Concept

Miller–Urey experiment

Summary
The Miller–Urey experiment (or Miller experiment) was a chemistry experiment carried out in 1952 that simulated the conditions thought at the time to be present in the atmosphere of the early, prebiotic Earth, in order to test the hypothesis of the chemical origin of life under those conditions. The experiment used water (H2O), methane (CH4), ammonia (NH3), hydrogen (H2), and an electric arc (the latter simulating hypothesized lightning). CH4, NH3, H2 were taken in the ratio 2:2:1. At the time, it supported Alexander Oparin's and J. B. S. Haldane's hypothesis that the hypothesized conditions on the primitive Earth favored chemical reactions that synthesized more complex organic compounds from simpler inorganic precursors. It is regarded as a groundbreaking experiment, and the classic experiment investigating abiogenesis. It was performed in 1952 by Stanley Miller, supervised by Harold Urey at the University of Chicago, and published the following year. After Miller's death in 2007, scientists examining sealed vials preserved from the original experiments were able to show that there were actually well over 20 different amino acids produced in Miller's original experiments. That is considerably more than what Miller originally reported, and more than the 20 that naturally occur in the genetic code.

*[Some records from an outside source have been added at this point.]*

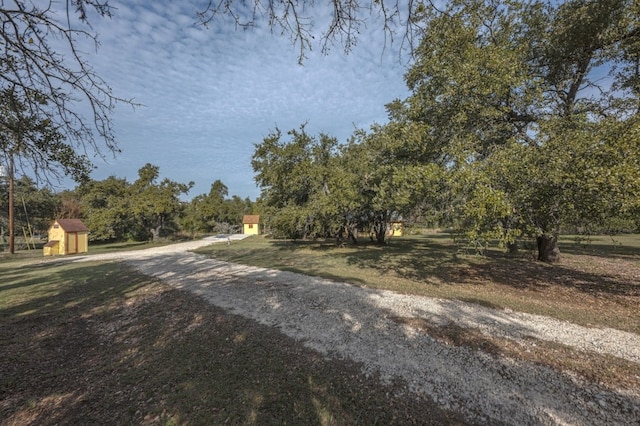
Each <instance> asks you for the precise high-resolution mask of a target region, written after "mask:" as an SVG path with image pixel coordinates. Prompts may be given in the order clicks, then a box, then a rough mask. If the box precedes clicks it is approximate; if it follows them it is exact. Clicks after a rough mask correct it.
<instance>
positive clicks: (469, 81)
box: [253, 0, 640, 261]
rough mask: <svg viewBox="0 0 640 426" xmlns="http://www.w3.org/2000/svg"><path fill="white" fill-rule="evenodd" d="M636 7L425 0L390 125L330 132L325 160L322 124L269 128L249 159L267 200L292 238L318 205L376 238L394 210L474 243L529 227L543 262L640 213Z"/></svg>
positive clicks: (512, 242)
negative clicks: (437, 216)
mask: <svg viewBox="0 0 640 426" xmlns="http://www.w3.org/2000/svg"><path fill="white" fill-rule="evenodd" d="M639 7H640V5H639V4H638V2H634V1H632V0H606V1H601V0H570V1H565V2H550V1H524V0H522V1H518V0H513V1H507V2H505V1H499V0H451V1H448V2H444V3H442V4H441V5H440V6H438V7H436V5H434V4H432V3H421V6H420V7H415V8H414V9H412V19H414V20H416V22H418V21H419V27H420V28H421V33H420V43H419V45H418V46H417V47H416V49H415V51H414V55H415V56H414V62H413V64H412V65H411V66H410V67H409V68H408V70H407V72H406V74H405V80H406V83H407V87H408V88H409V89H410V91H411V94H410V96H409V97H408V98H407V99H404V100H395V101H393V102H391V103H390V104H389V105H387V108H388V112H389V118H390V122H389V123H388V124H385V125H374V126H373V127H372V128H371V129H370V130H369V131H362V130H360V131H357V132H356V133H355V134H354V136H353V138H352V140H351V141H350V142H349V143H346V144H344V145H340V144H337V141H333V142H332V145H331V147H332V148H331V149H330V150H328V151H327V152H328V153H329V157H330V158H331V161H330V162H321V161H319V159H320V158H321V157H318V156H317V155H315V154H314V152H317V150H318V148H319V147H322V146H323V144H322V143H321V141H322V138H323V137H324V136H323V135H321V136H320V139H315V138H313V137H310V136H309V135H307V134H306V133H305V132H304V129H302V131H301V132H297V131H291V132H289V135H291V136H292V140H291V141H290V142H287V143H283V142H282V141H281V136H282V135H281V134H280V132H279V131H278V132H275V133H274V134H272V135H270V136H269V137H268V138H265V140H264V141H263V143H262V144H259V145H258V146H257V148H256V152H255V154H254V162H253V165H254V170H255V171H256V172H257V175H256V179H257V182H258V184H259V185H260V186H261V187H262V188H263V195H264V196H265V201H266V202H267V204H268V205H271V206H273V207H278V208H279V209H280V213H282V212H285V211H289V212H290V213H289V214H285V216H286V218H289V219H290V221H289V222H287V221H284V222H283V224H282V226H283V228H284V225H285V223H289V226H290V228H291V227H292V226H293V229H296V230H298V233H299V234H300V229H302V225H301V224H304V226H306V227H307V228H308V227H309V225H310V224H311V223H313V224H316V223H318V218H320V217H322V214H325V215H327V214H331V215H332V216H331V217H332V218H333V219H332V221H330V222H327V223H331V224H332V226H333V227H334V229H335V227H336V226H339V225H336V224H340V223H343V222H345V221H346V222H349V221H353V222H354V223H357V224H358V226H362V225H363V224H364V223H368V224H369V225H370V226H372V227H373V229H374V233H375V234H376V235H377V236H379V235H381V234H382V233H383V231H384V224H385V223H388V222H389V221H390V220H392V218H393V217H394V216H395V217H396V218H398V217H404V216H407V215H411V214H414V213H415V212H416V211H417V210H422V212H427V211H428V212H437V213H438V215H439V216H440V217H441V218H444V219H446V220H447V221H448V223H450V224H451V225H453V226H454V227H455V228H456V229H458V230H459V231H460V232H463V233H464V234H465V235H466V237H467V238H468V239H470V240H471V241H473V242H474V243H475V244H477V245H479V246H482V245H484V244H486V243H487V242H488V241H493V240H496V239H497V240H498V241H500V242H501V243H502V244H505V245H509V246H510V247H511V248H514V247H515V243H516V240H517V239H519V238H520V237H523V236H526V237H534V238H536V239H537V243H538V258H539V259H540V260H544V261H553V260H556V259H557V258H558V249H557V241H558V236H559V235H560V233H561V232H564V231H566V230H568V229H589V228H590V227H591V228H598V227H600V228H601V227H602V226H605V225H606V223H607V222H608V221H610V220H611V219H612V218H621V219H623V218H624V219H627V220H636V221H637V213H638V209H639V205H640V177H639V174H638V172H639V171H640V162H639V159H640V127H639V124H640V71H639V70H640V54H639V52H640V49H638V47H639V46H640V22H639V21H640V13H639V12H640V10H639V9H638V8H639ZM340 217H341V218H342V222H341V221H340V220H339V218H340ZM292 218H297V219H295V220H292ZM294 225H295V226H294ZM305 229H306V228H305ZM376 229H377V230H376ZM378 241H379V242H382V241H383V238H379V240H378Z"/></svg>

More recent evidence suggests that Earth's original atmosphere might have had a composition different from the gas used in the Miller experiment, but prebiotic experiments continue to produce racemic mixtures of simple-to-complex compounds—such as cyanide—under varying conditions. Methane (CH4), water (H2O), ammonia (NH3), and hydrogen (H2) were all sealed together in the ratio 2:2:1 (1 part H2) inside a sterile 5-liter glass flask connected to a 500 ml flask half-full of water. The water in the smaller flask was heated slightly to induce evaporation, and the water vapor was allowed to enter the larger flask. A continuous electrical spark was discharged between a pair of electrodes in the larger flask.